一度だけ、番組の見よう見まねで作ってみたものの、全く似ても似つかぬ代物が出来てしまいました。それはそれで美味しくいただきましたが、あの透明感のある、蜜のようなジャムはどうやったら作れるのだろう?
あのジャムを一度でいいから食べてみたい。
私の密かな願いが、ぽっと生まれました。
遂にレシピを発見
長年の願いが、10年の歳月を経て、ようやく叶うチャンスがやってきました。その道筋を与えてくれたのは、「辰巳芳子の旬を味わう」辰巳芳子著でした。
積年の願いを叶えてくれそうなレシピは11月「リンゴジェリー」。
私の記憶のなかで、ターシャ・テューダーは、まず鍋に砂糖とリンゴを入れて煮込み、次に布で濾したら、リンゴ本来がもつペクチンでジャム状になる、というもの。
辰巳芳子さんのこのレシピは、この一連の動きが近い気がしました。そして、このはちみつのような仕上がり!
リンゴジェリーに挑戦
肌寒い季節になると、りんごも安く出回ってきます。その時期に、りんご・布・鍋・砂糖を準備して、チャレンジしました。
(1)りんごを煮詰める
辰巳風レシピは、りんごを皮もむかずにそのまま煮詰める、というもの。
ターシャ風レシピでは、りんごの皮をむき、適当な大きさに切り、砂糖を加えて煮詰めていましたから、仕上がりはちょっと違うかも。

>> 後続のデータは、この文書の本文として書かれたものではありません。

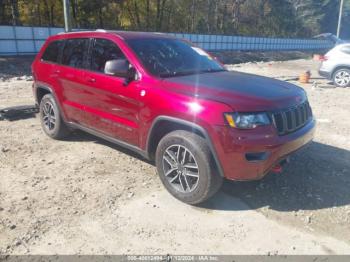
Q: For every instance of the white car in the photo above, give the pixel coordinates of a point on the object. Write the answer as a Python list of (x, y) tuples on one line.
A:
[(336, 65)]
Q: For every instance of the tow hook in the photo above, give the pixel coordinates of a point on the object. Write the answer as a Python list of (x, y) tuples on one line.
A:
[(277, 169)]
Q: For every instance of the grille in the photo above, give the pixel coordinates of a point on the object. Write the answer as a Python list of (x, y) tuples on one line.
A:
[(291, 119)]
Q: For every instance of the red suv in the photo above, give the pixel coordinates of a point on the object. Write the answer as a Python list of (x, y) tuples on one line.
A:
[(170, 102)]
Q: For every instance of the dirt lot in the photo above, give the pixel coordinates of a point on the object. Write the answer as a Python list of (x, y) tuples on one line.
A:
[(87, 196)]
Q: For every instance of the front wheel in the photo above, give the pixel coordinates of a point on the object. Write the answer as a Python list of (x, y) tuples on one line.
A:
[(185, 167), (341, 77), (50, 118)]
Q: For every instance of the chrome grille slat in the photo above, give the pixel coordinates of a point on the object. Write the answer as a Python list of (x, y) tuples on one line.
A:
[(291, 119)]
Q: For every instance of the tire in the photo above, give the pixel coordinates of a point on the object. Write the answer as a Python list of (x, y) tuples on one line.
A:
[(193, 180), (341, 77), (50, 118)]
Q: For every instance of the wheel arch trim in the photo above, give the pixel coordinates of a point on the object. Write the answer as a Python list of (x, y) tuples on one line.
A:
[(42, 85)]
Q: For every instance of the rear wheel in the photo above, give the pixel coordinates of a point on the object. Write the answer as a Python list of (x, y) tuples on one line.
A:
[(341, 77), (50, 118), (185, 167)]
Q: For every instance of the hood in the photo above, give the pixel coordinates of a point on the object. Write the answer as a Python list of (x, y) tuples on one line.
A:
[(241, 91)]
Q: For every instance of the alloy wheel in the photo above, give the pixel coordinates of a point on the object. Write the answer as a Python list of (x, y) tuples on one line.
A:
[(180, 168), (49, 117)]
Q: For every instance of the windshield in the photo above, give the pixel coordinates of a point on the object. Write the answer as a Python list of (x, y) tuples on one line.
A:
[(172, 57)]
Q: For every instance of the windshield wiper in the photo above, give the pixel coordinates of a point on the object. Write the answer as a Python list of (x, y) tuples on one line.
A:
[(209, 70), (185, 73), (174, 74)]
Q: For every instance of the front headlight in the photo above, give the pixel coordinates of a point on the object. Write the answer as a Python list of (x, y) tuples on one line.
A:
[(247, 120)]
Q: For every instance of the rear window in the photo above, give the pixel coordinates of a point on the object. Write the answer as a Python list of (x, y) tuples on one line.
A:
[(346, 49), (75, 51), (52, 52)]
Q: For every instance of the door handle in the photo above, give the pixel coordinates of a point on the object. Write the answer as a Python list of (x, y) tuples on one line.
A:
[(91, 80)]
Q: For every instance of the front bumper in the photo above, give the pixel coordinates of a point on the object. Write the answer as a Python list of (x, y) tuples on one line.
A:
[(267, 148), (325, 74)]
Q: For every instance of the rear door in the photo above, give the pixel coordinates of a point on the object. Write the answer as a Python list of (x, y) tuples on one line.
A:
[(46, 69), (72, 80), (111, 107)]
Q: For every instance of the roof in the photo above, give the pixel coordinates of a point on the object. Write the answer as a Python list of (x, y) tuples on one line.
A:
[(126, 34)]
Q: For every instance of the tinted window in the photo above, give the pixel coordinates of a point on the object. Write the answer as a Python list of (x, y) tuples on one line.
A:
[(74, 52), (103, 51), (52, 52), (172, 57)]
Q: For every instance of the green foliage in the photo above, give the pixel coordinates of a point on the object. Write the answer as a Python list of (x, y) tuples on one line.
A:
[(286, 18)]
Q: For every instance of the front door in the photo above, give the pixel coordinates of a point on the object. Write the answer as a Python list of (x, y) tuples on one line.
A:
[(110, 106)]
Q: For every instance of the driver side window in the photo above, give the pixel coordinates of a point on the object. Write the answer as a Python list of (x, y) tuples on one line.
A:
[(104, 50)]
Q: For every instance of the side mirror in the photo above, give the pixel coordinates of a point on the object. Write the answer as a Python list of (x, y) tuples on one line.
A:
[(121, 68)]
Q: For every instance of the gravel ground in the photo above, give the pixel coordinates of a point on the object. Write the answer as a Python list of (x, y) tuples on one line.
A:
[(87, 196)]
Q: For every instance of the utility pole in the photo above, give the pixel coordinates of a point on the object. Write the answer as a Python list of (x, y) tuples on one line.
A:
[(340, 17), (67, 24)]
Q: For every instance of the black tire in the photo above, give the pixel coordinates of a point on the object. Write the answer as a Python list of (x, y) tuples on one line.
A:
[(198, 154), (341, 77), (50, 118)]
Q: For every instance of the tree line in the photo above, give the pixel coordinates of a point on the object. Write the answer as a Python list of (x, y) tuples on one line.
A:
[(275, 18)]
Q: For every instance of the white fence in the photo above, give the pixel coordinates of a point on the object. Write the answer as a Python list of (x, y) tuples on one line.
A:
[(21, 40)]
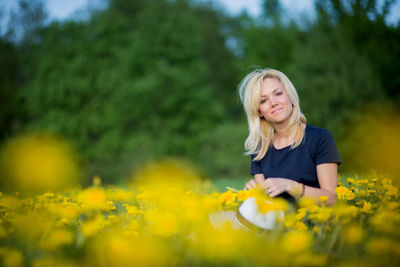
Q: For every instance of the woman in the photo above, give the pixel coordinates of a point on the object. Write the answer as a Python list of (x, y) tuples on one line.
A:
[(290, 158)]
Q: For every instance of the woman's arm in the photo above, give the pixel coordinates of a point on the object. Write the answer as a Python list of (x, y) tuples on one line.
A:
[(327, 178)]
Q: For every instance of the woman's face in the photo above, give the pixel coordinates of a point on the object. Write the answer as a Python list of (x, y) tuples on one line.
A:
[(275, 105)]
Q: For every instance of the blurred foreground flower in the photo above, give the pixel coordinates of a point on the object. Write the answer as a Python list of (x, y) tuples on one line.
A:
[(38, 163)]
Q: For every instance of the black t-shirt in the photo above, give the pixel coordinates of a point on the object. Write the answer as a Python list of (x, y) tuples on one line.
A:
[(299, 164)]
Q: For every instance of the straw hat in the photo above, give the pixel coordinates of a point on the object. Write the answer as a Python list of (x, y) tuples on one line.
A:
[(247, 218)]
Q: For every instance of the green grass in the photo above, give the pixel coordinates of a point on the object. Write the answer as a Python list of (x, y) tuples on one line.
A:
[(222, 183)]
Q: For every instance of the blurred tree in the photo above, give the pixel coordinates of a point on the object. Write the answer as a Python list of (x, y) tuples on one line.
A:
[(8, 86), (364, 23), (128, 86)]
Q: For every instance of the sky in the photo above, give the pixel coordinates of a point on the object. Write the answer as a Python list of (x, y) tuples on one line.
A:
[(62, 9)]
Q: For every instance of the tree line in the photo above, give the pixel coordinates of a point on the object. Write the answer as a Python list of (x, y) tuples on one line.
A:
[(142, 80)]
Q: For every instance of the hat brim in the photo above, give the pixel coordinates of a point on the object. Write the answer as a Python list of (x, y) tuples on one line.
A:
[(222, 218)]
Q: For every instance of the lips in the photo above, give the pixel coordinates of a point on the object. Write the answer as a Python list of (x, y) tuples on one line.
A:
[(276, 110)]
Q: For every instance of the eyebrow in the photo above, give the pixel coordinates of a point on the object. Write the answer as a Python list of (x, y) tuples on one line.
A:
[(272, 92)]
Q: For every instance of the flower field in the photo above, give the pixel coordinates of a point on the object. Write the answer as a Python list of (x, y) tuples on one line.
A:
[(162, 219)]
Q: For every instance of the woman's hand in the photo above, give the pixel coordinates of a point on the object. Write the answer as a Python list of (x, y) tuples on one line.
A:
[(258, 181), (276, 186)]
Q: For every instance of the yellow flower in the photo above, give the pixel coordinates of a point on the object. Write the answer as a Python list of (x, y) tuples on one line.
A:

指定のりんごの個数と、水の分量、鍋の大きさがあわないらしく、水に浸らないりんごがいました。水を増やすべきなのかどうか迷いましたが、今回はレシピどおりの分量えいくことに。煮詰めている間、りんごちゃんを回転させながら全面に火が通るようにしました。フニフニになったら、全部の子を鍋に並べられました。これでよかったのだろうか…。
煮詰めている間、鍋からりんごのいい香りが漂います。
(2)りんごを濾す
ふにゃふにゃになったりんごを、一晩かけて濾します。
びっくりするほど少量のソースが完成。色はほんのり温かみのあるオレンジのような色。
果たしてこれで合っていたのだろうか。りんごを少しけちったのが良くなかったのか?はじめの水分が少なかったのか?と不安になりながらも次のステップへ。
(3)りんごソースに砂糖を加えて煮詰める
びっくりするほど少量のソースに砂糖を加えて、弱火にかけて水分を飛ばすと、徐々にトロトロになっていったかと思ったら…。
(4)完成
驚くほどプルップルのリンゴジェリーが完成!透き通ったガーネット色のジェリー。美しいです。
(5)追加:絞りカスのりんごでジャムづくり
絞りかすが結構残ってしまいました。皮や種を一つ一つ取り除き、砂糖を加えて煮詰めると、リンゴジャムっぽい美味しいものが完成。
リンゴジェリーとリンゴジャムの完成です。
どちらもとっても美味しい。パンにつけたり、ヨーグルトにかけたりして、いただきます。手塩にかけた分、可愛い。
ターシャ・テューダーのジャムを食べたいという夢がかなったような、かなってないような。もうちょっと工夫の余地がありそうです。